After six years of rallies and protests, student activists achieved their most coveted goal yesterday afternoon when the University of California Board of Regents voted unanimously to repeal SP-1 and SP-2. The people who made this happen should be commended for their diligence and conviction, but lest the fanfare grow too clamorous, it ought to be recognized that this was a victory for the regents as well.
SP-1 and SP-2, adopted in 1995, banned the use of racial criteria for admissions and hiring within the UC system and their repeal is trumped by Prop 209, which continues to prohibit Affirmative Action programs statewide. Activists and liberal regents touted the symbolic significance of yesterday’s vote. It is true that the UC Regents are one of the most visible public education authorities in the nation and are certainly not political lightweights. SP-1 and SP-2 drew quite a bit of attention and spearheaded the push for Prop 209. Their repeal is an important statement, but it remains unlikely that yesterday’s actions will prove to be comparable stimulus for change.

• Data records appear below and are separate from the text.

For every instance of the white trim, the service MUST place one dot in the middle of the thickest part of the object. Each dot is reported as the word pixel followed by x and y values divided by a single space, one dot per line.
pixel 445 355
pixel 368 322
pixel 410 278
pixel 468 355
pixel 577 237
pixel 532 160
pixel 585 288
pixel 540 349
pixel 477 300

The withdrawal of SP-1 and SP-2 is a brilliant political move on the part of Ward Connerly and other conservative regents because the board has effectively washed its hands of the issue. Many activists, such as those who consistently protested regents’ meetings over the past six years, played up the repeal of SP-1 and SP-2 as the end all be all of achieving a greater amount of diversity on UC campuses. UCSB External Vice President for Local Affairs-elect Ana Rizo and External Vice President for Statewide Affairs-elect Eneri Rodriguez campaigned on a promise to work toward the repeal SP-1 and SP-2. These two individuals, as well as other activists, must not quit here if they are truly committed, but they must also realize that their beef is no longer with the regents.
Since 1996, when Prop 209 was enacted, there have only been two roads to achieving greater minority representation on UC campuses. One leads to Sacramento and the other to more local effort. Although students are welcome to try, Prop 209 will not be as easy to discard as SP-1 and SP-2. A more immediately practical alternative is to dump more public money into K-12 education, where the root of the problem lies, and Gov. Grey Davis has already demonstrated a commitment to this course of action. And speaking of the root of the problem, there is nothing on the books to bar “Affirmative Action” along economic lines. Economics is, after all, what is currently keeping minorities at a disadvantage, and they would comprise the majority of those who would benefit from such a program. While Rodriguez concentrates on these endeavors, Rizo can focus her attention on outreach efforts closer to home.
The board of regents was never designed to be an outreach group and right now, there is not much they can do for Affirmative Action. The universities themselves can lend a hand in this capacity and student groups can achieve a far greater impact on regional elementary and secondary schools. Outreach programs that encourage economically disadvantaged children not to give up hopes of higher education, tutoring programs and administrative assistance programs are feasible on a local scale. In addition, individual campus administrations can be pressured to revise certain admissions standards.
Currently at UCSB, 60 percent of all students are admitted on the basis of numbers alone. Their GPAs, SAT I and SAT II scores are crunched through a mathematical eligibility index. The remaining 40 percent are considered for their essays, extracurricular activities and personal traits. In the face of Tidal Wave II, it is impractical and unrealistic to consider scrapping this two-tiered admission procedure. However, the percentage of those students who are admitted by numerical analysis alone can be reduced. Or the eligibility index can be revamped so as to give less weight to the SAT I, which many have effectively argued places minorities at a disadvantage.
So again, those who sacrificed their time and energy to the repeal of SP-1 and SP-2 should be congratulated. Their achievement was an important step. But the regents are smiling as well because the problem, for all intents and purposes, is out of their hands. Our student leaders and activists must realize that nothing practical has been accomplished and they must now forage for new means to bring concrete results.